On September 2, Ms. Chen was released on bail. To date, Mr. Yu has been held for nearly nine months without being brought before a judge. On February 11, 2015, the Guancheng Huizu District People’s Procuratorate in Zhengzhou issued an indictment and sent the case to a court, an indication that Yu’s trial may be held soon.
Mr. Yu reportedly suffers from hypertension and hereditary cardiovascular disease, which led to his father’s death. In July 2014, Yu suffered a stroke in detention after not being provided any medication to manage his illnesses. He was sent to the detention center’s hospital for treatment, but his hands and feet were almost always shackled to his bed, which was unbearable for Yu, who decided in the end to return to his cell instead of dealing with the pain. Ms. Chen has said that the detention center has provided very limited medicine, because most of the drugs Yu needs are expensive. Authorities have repeated rejected requests from Yu’s lawyer and Ms. Chen to release him on medical grounds.
Mr. Yu has been detained and tried solely on the basis of the peaceful exercise of his rights guaranteed under the Universal Declaration of Human Rights (UDHR). Specifically, under the Working Group’s criteria for determining when a deprivation of liberty is arbitrary, the circumstances of his detention satisfy both Category II (i.e., when the deprivation of liberty results from the exercise of the rights or freedoms guaranteed by articles 7, 13, 14, 18, 19, 20, and 21 of the UDHR and Category III (i.e., when the total or partial non-observance of the international norms relating to the right to a fair trial, spelled out in the UDHR and in the relevant international instruments accepted by the States concerned, is of such gravity as to give the deprivation of liberty an arbitrary character).

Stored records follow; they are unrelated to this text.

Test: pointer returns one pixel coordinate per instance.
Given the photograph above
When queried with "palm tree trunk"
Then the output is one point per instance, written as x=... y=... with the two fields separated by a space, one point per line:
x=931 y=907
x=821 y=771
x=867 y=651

- Indicate internal steps, including domestic remedies, taken especially with the legal and administrative authorities, particularly for the purpose of establishing the detention and, as appropriate, their results or the reasons why such steps or remedies were ineffective or why they were not taken
Mr. Yu’s attorney, Zhang Xuezhong (张雪忠), wrote a letter to Meng Jianzhu (孟建柱), deputy secretary of the Committee of Political and Legal Affairs under the Chinese Communist Party’s Central Committee, who reportedly ordered Yu’s detention and arrest, to call for Yu’s release. Another attorney for Mr. Yu, Ma Lianshun (马连顺), also issued a public statement against any indictment and argued for Yu’s innocence.
Many other rights activists, abroad and at home, including their peers in the 1989 pro-democracy movement, also have voiced their support of Mr. Yu online and to the media.